All of that led to months of uncertainty and instability within the athletic department, which likely didn’t do much good for the well-being of anyone who worked or played in it.
6. The lack of consensus from those interviewed allows the report to cop out of the “toxic culture” allegation.
The report stops short of calling Maryland’s football culture toxic despite its documented issues. They did so by using a definition — specifically, Merriam-Webster’s — that allowed them some wiggle room.
Toxic means “extremely harsh, malicious, or harmful.” By definition, Maryland’s football culture was not toxic.
“Extremely” is a particularly subjective word in the middle of an already subjective definition. By using the definition they did, they raised the bar of what defines “toxic” above how others might define it. For example, Dictionary.com defines “toxic” as “causing unpleasant feelings; harmful or malicious.” The New Oxford American Dictionary returns a definition of “very bad, unpleasant, or harmful.”

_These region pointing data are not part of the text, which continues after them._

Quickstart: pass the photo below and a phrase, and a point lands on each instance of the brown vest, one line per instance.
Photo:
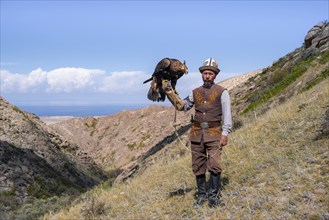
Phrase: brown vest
(208, 108)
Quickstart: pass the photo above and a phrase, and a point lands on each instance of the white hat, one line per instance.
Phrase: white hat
(210, 64)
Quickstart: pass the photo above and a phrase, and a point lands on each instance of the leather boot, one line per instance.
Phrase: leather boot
(202, 194)
(214, 181)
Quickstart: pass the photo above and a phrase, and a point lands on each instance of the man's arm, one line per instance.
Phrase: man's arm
(227, 116)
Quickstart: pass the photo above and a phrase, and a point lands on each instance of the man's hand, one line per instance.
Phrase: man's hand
(223, 140)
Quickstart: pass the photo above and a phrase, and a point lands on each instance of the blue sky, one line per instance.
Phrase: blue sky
(100, 52)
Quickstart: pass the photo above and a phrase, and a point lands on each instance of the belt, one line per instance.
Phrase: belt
(205, 125)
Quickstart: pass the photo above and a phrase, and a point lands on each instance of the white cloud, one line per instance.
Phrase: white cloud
(13, 82)
(123, 82)
(72, 79)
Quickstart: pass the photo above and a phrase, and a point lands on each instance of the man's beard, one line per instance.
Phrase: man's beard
(207, 85)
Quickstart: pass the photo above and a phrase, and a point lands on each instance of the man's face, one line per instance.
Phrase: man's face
(208, 76)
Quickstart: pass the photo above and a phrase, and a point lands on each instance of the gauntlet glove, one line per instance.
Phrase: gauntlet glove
(173, 95)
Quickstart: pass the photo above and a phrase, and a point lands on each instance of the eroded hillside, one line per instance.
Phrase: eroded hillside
(36, 163)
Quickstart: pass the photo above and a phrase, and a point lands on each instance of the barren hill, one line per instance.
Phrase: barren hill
(278, 148)
(37, 163)
(276, 163)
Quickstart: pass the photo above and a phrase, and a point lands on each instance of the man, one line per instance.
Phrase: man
(209, 132)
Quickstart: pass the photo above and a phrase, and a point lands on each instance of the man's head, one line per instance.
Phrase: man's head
(209, 71)
(210, 64)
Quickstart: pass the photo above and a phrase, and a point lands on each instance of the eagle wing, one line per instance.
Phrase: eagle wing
(169, 69)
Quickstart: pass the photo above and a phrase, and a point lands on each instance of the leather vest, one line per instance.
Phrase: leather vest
(208, 108)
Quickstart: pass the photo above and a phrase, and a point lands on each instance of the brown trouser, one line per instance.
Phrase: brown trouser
(206, 156)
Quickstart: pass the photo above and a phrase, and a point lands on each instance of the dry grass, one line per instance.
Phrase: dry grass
(275, 168)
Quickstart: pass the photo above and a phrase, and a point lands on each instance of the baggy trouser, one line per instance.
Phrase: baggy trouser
(202, 191)
(214, 187)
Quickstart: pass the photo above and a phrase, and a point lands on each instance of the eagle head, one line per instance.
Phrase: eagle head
(179, 67)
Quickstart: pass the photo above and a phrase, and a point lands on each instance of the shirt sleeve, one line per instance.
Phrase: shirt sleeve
(227, 115)
(189, 102)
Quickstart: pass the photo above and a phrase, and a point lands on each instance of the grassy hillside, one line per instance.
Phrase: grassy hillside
(276, 167)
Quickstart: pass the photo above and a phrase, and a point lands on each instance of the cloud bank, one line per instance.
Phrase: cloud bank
(85, 84)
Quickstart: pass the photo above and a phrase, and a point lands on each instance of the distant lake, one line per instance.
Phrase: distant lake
(78, 110)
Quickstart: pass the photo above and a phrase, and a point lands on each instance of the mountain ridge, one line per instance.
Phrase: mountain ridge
(129, 144)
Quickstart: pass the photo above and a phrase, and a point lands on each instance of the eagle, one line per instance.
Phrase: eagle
(167, 69)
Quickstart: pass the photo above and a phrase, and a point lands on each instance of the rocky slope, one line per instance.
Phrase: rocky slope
(124, 140)
(116, 140)
(124, 143)
(292, 74)
(38, 163)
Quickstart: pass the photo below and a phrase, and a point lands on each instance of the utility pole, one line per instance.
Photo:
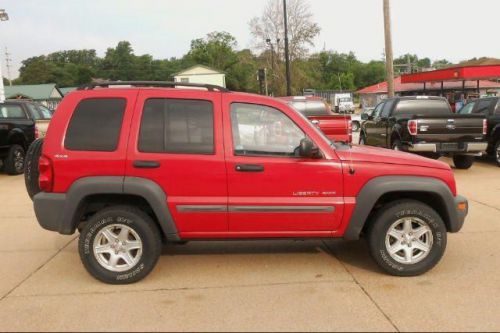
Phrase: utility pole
(8, 65)
(287, 54)
(388, 49)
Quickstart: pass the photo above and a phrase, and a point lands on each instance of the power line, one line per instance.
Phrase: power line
(8, 61)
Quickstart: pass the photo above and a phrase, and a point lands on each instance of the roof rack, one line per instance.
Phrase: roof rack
(165, 84)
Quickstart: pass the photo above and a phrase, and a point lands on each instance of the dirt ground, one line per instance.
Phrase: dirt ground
(265, 285)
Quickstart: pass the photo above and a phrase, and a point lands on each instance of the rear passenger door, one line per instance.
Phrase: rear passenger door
(176, 141)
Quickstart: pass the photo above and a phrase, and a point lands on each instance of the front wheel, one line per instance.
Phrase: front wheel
(120, 245)
(407, 238)
(463, 161)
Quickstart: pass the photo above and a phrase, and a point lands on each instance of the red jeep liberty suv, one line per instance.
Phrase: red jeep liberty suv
(132, 165)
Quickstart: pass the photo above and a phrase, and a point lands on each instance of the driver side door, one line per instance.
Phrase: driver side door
(273, 192)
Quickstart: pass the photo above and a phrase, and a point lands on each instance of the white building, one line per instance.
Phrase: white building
(201, 74)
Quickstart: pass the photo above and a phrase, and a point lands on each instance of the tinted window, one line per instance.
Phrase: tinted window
(483, 106)
(424, 107)
(12, 111)
(311, 108)
(96, 125)
(177, 126)
(386, 111)
(467, 109)
(263, 131)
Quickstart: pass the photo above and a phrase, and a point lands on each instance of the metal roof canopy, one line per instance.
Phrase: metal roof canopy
(467, 73)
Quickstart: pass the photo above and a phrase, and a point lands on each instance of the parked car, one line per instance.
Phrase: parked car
(343, 103)
(335, 127)
(426, 125)
(173, 165)
(489, 107)
(21, 122)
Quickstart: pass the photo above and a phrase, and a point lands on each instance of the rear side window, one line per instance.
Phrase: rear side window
(12, 111)
(423, 107)
(177, 127)
(96, 125)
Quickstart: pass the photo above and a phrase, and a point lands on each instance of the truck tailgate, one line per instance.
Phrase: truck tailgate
(335, 127)
(449, 129)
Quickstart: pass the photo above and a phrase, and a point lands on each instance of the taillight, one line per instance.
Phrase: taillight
(349, 130)
(413, 127)
(45, 179)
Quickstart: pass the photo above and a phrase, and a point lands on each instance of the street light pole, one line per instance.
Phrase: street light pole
(3, 17)
(389, 64)
(287, 54)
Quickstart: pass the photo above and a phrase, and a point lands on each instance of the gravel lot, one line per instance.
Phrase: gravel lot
(264, 285)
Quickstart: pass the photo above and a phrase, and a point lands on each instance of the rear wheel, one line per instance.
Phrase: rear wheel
(120, 245)
(355, 126)
(463, 161)
(31, 173)
(407, 238)
(14, 163)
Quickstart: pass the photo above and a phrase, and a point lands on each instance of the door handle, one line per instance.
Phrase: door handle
(249, 168)
(146, 164)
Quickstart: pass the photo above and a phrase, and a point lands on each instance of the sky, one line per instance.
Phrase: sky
(429, 28)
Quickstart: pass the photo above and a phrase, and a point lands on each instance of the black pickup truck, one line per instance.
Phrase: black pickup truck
(21, 122)
(490, 108)
(427, 126)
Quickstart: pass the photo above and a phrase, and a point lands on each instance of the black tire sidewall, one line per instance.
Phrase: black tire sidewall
(31, 172)
(141, 223)
(393, 212)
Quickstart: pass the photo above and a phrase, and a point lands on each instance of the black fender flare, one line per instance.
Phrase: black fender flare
(373, 190)
(61, 212)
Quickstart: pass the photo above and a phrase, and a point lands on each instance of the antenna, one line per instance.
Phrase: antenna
(8, 60)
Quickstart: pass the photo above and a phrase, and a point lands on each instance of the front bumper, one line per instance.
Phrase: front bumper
(467, 147)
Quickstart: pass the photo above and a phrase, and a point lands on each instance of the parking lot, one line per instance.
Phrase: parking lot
(276, 285)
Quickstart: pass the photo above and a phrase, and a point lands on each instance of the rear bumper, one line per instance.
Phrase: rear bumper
(457, 222)
(49, 211)
(467, 147)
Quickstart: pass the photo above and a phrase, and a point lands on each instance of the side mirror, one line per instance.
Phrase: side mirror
(308, 149)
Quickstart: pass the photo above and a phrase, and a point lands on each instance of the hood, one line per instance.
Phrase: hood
(370, 154)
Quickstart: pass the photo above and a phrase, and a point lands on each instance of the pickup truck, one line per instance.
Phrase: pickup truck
(21, 122)
(427, 126)
(335, 127)
(489, 107)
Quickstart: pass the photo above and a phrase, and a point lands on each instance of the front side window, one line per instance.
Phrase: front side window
(12, 111)
(95, 125)
(177, 126)
(263, 131)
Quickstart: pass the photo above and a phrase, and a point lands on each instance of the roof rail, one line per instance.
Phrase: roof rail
(165, 84)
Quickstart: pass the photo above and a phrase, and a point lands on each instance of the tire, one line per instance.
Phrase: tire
(14, 163)
(31, 172)
(362, 139)
(421, 215)
(104, 230)
(463, 161)
(396, 145)
(355, 126)
(496, 152)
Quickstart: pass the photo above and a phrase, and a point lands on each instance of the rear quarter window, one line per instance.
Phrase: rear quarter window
(96, 125)
(424, 107)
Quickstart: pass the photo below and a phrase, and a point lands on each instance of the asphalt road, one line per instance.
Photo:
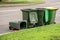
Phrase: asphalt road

The report uses the lack of consensus about some of the allegations to back itself up.
There was no uniform rejection of Maryland’s coaching staff, and no uniform rejection of the treatment of players, by any of the groups of stakeholders interviewed by this Commission. The lone, clear consistency was that Mr. Court’s level of profanity was often excessive and personal in nature. In light of our conclusion that Maryland’s football culture was not “toxic,” we do not find that the culture caused the tragic death of Jordan McNair.
The ball is now back in Maryland’s court as to what to do next.
They have the report with the findings, and they have the head coach of their football program still on the payroll but not on the sideline.